London based art rock act These New Puritans first sprung upon me as a support act for Bjork on a recent UK tour in an advertisement, so I Youtube'd the band name and the first song that came up was We Want War. Good track I was thinking then, and it eventually lead to me reviewing the album Hidden (click on here to read the review) which I thought was an entertaining and thoroughly enriching listen. Now, TNP have a new album out and it's one that's left me with feelings of anticipation and nervousness in equal measures.

I said that Hidden was quite an act to follow and it would mean Jack Barnett and co. having to exceed beyond what they'd already achieved if the followup was to be as good if not better. The man in question Mr. Barnett is the just about the brains thrown behind the whole project, his skills extend beyond the numerous instruments he plays and in my mind a lot of expectation here, hence my apprehensions. The other concern is that Field Of Reeds apparently has taken a more heavy classical approach and it's left me wondering if it's going to fall into the same trap as Tori Amos' Night Of Hunters. Rather a worry as this record turned out to be a heavy read as was almost its review.

And my other worry? The number of musicians in the recording of Field Of Reeds, it totals fifty three including a string and horn ensemble along with a score of various voices in all tones as well as from schoolchildren. As a perfectionist and by his own admission Jack Barnett "pissed off a few people, drove them mad and worked long hours" to get the notes and beats that he wanted, although the official video release Fragment Two sounds rather minimal if crisp and clear with Barnett in lead vocals and piano accompanied by some of the more primitive but original beats as well as heavy usage of strings and horns. 

All very low key so far, and at first I get the same impression with The Light In Your Name. However, here isn't all it seems. The beats feel deliberately disjointed, the piano accompaniment also feels it's had its nose knocked out of its place by Jack Barnett with some notes purposeful in a wrong key until V (Island Song) tries to restore some order with the introduction of the electronic keyboards. It feels much more assured and more solid as the album progresses but Spiral takes a little getting used to with the school choir and a clarinet solo and there's a possible risk of losing your attention there.
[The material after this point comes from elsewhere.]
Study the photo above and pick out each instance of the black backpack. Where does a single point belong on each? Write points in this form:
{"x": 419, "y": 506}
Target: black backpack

However, Organ Eternal is a notable departure from all the acoustic instrumentation with some electronic hooks and xylophones in tow, along with the brass and cellos sharing the spoils in the breaks but Nothing Else returns to the order of the occasional trumpet lead and stripped-to-the-core with featured lead vocals of Barnett and Elisa Rodrigues barely scratching the surface. 

My main concern with Field Of Reeds as a whole is that by putting more emphasis on neo-classical TNP have ditched their rock roots that we heard in Hidden and went for a heavier cultured approach. While it's not a bad effort and with much input and organic instrumentation, I really do think that Jack Barnett and co. could've introduced much more beats in the equation and the album as a whole is a bit of an acquired taste. One question remains, will the world be embracing more of the classical trends in the near future?

6 out of ten. Now I see where you were going, but not quite there.